Of increasing their low fixed charge, Neustroski said: "This is because on 1 April we face increased fixed charges which flow from the phasing out of the Low Use charges. If we were not to increase our fixed price rate from 1 April for our customers on low fixed-charge plans, we would have had to instead increase the per-unit variable rate in order to recover our own fixed costs, such as metering charges.
"This would have in effect continued to increase inequity between households identified as part of the Electricity Price Review which Mercury, most others in the industry, and the Government have wanted to address through the phasing out of low fixed-charge tariff regulations."
The phasing out of "low use" electricity plans follows a two-year review of electricity bills. Photo / 123RF
A spokesperson for Meridian Energy said: "If a customer is on a low-user rate they will see their daily fixed charge increase, and variable charge decrease, on 1 April every year for five years.
"Whether the customer's total annual bill is more or less as a result of this change will depend on their level of consumption. The closer they are to using 8000 kWh per year (or 9000 kWh per year if south of Arthur's Pass), the less they will be impacted by this change."
But not all the major power companies will be passing on the costs to their customers immediately.
In a statement to the Herald, Genesis Energy said: "At this time Genesis does not have any plans to change our residential electricity rates this calendar year."
Contact Energy would also not be implementing the new fixed charges immediately.
"It's something we want to do right, so we're taking our time," communications adviser Leah Chamberlin-Gunn said.
"We are currently in careful consideration on how and when we will make any changes on bills and no firm decisions have been made at this stage.
"We will always give 30 days' notice of a price change so there will be plenty of advance notice of any changes.
"We don't have to change just yet, we can opt in over the next five years."
Having reared its head after more than 30 years, Inflation is set to hit Kiwis hard in the coming year.
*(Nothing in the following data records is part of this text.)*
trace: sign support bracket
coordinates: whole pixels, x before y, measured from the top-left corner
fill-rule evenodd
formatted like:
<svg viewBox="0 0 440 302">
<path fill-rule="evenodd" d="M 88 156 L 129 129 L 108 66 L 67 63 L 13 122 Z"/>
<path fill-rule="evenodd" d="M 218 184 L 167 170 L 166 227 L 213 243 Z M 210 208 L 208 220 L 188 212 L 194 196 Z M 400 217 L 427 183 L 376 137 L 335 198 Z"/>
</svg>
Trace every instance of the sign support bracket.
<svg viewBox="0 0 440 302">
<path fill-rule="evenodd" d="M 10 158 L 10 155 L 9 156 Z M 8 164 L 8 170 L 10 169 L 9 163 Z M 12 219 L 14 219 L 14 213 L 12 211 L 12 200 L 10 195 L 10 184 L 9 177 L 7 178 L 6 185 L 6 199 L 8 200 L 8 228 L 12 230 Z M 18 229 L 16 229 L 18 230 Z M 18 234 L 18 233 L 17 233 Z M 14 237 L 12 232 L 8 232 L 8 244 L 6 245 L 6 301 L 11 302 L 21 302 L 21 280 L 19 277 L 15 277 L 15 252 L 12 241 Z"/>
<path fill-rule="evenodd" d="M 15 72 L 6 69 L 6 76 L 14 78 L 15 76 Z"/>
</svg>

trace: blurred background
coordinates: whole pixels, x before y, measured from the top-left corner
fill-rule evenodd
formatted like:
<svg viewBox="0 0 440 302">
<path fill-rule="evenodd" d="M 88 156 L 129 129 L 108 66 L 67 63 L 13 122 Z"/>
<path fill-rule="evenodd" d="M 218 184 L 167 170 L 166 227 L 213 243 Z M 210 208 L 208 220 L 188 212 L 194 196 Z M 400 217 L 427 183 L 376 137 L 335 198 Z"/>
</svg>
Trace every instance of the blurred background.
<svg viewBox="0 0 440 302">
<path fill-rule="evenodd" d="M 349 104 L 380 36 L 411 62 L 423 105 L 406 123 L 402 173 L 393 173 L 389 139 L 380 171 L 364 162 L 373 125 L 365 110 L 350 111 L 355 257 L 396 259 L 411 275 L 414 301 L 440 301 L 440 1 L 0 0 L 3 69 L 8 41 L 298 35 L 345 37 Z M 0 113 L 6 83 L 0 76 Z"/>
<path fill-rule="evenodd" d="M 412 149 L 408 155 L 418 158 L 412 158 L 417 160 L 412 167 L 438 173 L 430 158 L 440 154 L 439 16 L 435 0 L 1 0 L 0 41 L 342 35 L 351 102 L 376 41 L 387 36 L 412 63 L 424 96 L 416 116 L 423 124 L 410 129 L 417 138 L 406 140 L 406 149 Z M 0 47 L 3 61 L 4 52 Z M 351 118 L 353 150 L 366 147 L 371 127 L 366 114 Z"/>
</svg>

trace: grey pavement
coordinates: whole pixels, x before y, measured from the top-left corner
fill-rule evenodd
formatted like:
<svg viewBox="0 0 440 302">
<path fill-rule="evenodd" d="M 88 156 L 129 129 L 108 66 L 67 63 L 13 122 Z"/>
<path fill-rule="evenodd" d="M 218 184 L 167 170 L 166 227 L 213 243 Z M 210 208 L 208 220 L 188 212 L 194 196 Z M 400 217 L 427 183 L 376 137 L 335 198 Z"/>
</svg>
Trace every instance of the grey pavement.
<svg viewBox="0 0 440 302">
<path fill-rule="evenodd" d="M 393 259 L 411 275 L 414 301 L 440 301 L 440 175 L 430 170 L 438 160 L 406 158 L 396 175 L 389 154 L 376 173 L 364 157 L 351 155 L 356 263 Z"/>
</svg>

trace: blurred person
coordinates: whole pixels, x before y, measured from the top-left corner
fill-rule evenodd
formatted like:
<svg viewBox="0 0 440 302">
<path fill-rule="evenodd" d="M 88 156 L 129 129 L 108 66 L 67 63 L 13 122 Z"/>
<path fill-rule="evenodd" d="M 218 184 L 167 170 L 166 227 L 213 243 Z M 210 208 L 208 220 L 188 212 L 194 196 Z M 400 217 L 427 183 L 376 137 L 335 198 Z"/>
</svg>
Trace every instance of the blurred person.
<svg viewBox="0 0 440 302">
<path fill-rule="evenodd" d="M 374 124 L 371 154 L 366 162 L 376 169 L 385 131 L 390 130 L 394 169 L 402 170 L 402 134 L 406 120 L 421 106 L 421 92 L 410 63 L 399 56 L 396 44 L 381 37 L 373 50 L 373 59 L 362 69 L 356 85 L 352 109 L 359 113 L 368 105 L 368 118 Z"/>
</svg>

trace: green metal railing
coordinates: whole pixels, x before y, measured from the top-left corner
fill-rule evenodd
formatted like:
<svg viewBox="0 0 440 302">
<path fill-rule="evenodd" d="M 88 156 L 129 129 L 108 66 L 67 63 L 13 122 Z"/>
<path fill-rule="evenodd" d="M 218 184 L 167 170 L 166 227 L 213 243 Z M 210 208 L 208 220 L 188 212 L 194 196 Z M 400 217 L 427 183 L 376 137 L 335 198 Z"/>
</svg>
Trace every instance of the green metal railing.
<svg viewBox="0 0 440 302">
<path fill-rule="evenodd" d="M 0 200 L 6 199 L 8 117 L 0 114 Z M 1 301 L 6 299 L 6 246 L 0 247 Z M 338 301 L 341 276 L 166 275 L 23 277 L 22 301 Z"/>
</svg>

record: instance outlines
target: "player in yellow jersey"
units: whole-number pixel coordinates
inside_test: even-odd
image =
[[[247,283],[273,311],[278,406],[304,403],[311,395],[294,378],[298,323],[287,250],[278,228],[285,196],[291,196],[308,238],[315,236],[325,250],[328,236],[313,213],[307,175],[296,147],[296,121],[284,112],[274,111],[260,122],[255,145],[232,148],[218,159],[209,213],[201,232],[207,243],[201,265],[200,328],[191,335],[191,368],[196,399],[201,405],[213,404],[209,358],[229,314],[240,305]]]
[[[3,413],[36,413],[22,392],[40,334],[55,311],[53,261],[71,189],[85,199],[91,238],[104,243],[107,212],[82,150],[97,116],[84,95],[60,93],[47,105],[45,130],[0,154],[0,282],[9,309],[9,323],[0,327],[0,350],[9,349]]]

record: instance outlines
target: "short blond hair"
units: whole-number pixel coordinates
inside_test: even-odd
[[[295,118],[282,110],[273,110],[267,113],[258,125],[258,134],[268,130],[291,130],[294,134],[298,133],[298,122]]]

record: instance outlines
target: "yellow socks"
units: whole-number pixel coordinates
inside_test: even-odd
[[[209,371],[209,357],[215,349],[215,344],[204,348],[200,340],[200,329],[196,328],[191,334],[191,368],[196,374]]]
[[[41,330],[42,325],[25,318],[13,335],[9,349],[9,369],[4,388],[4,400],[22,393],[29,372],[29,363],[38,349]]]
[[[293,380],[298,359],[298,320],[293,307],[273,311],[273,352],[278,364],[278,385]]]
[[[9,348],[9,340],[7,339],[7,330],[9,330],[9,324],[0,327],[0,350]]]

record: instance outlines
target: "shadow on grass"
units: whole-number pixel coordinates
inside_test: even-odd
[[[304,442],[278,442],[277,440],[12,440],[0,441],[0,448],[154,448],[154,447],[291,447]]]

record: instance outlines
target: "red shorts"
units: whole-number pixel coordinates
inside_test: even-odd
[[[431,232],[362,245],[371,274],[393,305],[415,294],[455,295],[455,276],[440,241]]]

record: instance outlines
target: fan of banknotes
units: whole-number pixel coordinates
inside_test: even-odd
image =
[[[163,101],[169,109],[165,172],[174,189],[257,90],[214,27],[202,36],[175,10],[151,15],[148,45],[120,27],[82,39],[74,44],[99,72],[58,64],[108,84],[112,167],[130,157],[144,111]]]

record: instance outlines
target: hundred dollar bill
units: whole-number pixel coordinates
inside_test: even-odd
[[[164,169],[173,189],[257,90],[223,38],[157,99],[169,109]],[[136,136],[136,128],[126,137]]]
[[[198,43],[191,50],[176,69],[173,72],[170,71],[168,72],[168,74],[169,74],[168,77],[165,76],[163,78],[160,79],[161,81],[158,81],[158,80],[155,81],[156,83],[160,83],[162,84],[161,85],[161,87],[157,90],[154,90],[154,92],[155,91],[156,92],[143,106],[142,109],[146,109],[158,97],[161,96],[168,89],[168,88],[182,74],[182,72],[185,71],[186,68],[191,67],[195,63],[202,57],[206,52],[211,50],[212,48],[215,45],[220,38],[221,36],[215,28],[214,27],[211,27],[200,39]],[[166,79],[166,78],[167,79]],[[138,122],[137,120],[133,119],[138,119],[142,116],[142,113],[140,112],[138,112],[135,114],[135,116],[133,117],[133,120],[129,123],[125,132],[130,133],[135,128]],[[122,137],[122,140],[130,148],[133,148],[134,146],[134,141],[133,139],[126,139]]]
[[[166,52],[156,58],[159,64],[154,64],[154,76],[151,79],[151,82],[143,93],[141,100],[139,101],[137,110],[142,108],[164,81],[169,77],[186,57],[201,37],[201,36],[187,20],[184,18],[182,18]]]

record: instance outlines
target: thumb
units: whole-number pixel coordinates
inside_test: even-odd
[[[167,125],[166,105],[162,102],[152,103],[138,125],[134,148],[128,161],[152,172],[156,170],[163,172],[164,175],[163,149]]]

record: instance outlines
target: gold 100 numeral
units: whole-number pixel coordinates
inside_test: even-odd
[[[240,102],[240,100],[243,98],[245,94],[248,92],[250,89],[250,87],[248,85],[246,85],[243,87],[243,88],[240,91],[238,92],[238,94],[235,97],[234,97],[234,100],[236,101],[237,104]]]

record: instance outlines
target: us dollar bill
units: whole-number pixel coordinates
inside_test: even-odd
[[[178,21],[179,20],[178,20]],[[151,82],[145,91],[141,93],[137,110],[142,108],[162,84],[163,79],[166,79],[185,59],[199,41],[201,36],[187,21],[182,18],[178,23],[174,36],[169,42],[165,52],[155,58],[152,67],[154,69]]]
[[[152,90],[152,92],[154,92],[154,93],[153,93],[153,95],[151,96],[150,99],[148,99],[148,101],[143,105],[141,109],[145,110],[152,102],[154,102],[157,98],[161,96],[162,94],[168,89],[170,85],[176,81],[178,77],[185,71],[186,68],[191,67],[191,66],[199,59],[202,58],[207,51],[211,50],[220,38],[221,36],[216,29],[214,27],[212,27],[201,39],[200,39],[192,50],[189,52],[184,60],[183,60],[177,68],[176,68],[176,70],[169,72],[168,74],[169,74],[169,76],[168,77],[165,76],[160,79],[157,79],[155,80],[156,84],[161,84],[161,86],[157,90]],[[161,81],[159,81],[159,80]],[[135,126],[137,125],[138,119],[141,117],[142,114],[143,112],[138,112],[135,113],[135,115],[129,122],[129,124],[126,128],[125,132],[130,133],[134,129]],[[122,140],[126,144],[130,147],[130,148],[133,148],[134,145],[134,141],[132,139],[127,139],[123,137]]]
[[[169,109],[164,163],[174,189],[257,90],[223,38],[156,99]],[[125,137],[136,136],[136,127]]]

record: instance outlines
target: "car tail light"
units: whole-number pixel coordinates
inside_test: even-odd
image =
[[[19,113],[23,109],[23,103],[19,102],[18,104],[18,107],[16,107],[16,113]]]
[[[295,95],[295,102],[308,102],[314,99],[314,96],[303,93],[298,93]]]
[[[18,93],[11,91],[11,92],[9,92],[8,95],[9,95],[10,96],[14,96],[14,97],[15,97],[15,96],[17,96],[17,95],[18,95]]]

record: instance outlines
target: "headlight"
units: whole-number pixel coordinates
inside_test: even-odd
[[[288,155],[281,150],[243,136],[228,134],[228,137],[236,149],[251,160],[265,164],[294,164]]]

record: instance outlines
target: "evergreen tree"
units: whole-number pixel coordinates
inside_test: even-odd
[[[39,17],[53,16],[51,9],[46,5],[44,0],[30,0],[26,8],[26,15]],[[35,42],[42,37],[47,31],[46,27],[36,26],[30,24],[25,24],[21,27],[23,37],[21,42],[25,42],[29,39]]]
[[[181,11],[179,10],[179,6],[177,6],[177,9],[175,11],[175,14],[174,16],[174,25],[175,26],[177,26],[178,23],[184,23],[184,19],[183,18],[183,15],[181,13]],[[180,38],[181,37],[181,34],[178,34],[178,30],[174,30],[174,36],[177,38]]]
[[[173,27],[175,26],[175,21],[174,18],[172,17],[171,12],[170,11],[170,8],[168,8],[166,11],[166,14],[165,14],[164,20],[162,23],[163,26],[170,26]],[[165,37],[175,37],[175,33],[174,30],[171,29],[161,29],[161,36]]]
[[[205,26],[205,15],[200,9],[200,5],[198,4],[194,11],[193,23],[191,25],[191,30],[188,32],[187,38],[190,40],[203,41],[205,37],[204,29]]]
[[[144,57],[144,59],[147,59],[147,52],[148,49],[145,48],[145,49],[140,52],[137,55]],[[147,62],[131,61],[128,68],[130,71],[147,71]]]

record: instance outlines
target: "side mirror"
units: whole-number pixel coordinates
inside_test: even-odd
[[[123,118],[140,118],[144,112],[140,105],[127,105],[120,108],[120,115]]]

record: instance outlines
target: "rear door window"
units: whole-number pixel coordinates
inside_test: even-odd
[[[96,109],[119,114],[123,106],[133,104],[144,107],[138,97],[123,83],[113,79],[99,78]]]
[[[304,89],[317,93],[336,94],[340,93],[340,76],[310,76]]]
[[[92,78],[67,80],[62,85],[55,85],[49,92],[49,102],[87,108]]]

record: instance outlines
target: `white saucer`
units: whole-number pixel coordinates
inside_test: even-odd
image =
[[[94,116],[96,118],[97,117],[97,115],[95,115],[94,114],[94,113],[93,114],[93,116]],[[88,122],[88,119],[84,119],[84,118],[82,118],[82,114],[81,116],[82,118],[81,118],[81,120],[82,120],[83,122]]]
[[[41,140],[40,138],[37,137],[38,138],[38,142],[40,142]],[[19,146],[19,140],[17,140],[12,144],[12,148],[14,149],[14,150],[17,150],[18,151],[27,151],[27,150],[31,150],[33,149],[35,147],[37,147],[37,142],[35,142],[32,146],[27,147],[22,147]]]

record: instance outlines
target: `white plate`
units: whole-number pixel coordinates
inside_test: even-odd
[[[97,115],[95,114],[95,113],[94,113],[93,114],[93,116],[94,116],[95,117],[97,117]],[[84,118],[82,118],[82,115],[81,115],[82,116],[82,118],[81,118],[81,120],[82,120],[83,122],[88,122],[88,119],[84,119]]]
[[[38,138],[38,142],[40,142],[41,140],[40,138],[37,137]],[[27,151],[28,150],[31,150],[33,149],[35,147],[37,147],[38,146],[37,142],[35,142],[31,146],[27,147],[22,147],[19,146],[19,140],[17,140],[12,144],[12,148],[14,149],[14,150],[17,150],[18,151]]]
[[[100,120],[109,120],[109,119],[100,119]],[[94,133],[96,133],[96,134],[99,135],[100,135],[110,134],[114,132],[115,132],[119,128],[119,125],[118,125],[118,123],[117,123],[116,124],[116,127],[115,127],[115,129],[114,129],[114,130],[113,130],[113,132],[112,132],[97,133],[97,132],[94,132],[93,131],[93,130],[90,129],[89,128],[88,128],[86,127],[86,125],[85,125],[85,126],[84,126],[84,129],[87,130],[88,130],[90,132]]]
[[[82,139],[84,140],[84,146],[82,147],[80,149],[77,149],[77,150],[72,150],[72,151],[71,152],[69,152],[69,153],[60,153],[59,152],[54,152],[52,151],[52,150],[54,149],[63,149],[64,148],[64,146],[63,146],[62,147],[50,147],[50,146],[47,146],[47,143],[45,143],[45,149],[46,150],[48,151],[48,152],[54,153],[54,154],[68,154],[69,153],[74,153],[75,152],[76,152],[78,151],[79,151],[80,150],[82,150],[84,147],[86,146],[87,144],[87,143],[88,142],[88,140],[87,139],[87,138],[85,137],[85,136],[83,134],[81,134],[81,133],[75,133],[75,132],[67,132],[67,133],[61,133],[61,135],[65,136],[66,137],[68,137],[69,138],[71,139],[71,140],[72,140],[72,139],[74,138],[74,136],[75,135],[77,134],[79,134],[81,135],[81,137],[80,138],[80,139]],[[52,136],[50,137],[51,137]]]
Both food and fuel prices have risen to new highs over the past couple of weeks, and ASB estimates these could add an extra $50 to Kiwi households' weekly outgoings.
When the Government made the announcement last year to phase out "low-use" electricity plans, Electricity Retailers' Association chief executive Cameron Burrows said the move "will stop many low-income households subsidising the electricity of better-off families".
Energy Minister Megan Woods said at the time of the Government's announcement: "While the low fixed-charge regulations were intended to help some struggling households, they can put more of a financial burden on those who don't qualify for low fixed charges, particularly larger families and those living in poorly insulated homes who have higher electricity needs and have to pay the much higher standard fixed charge."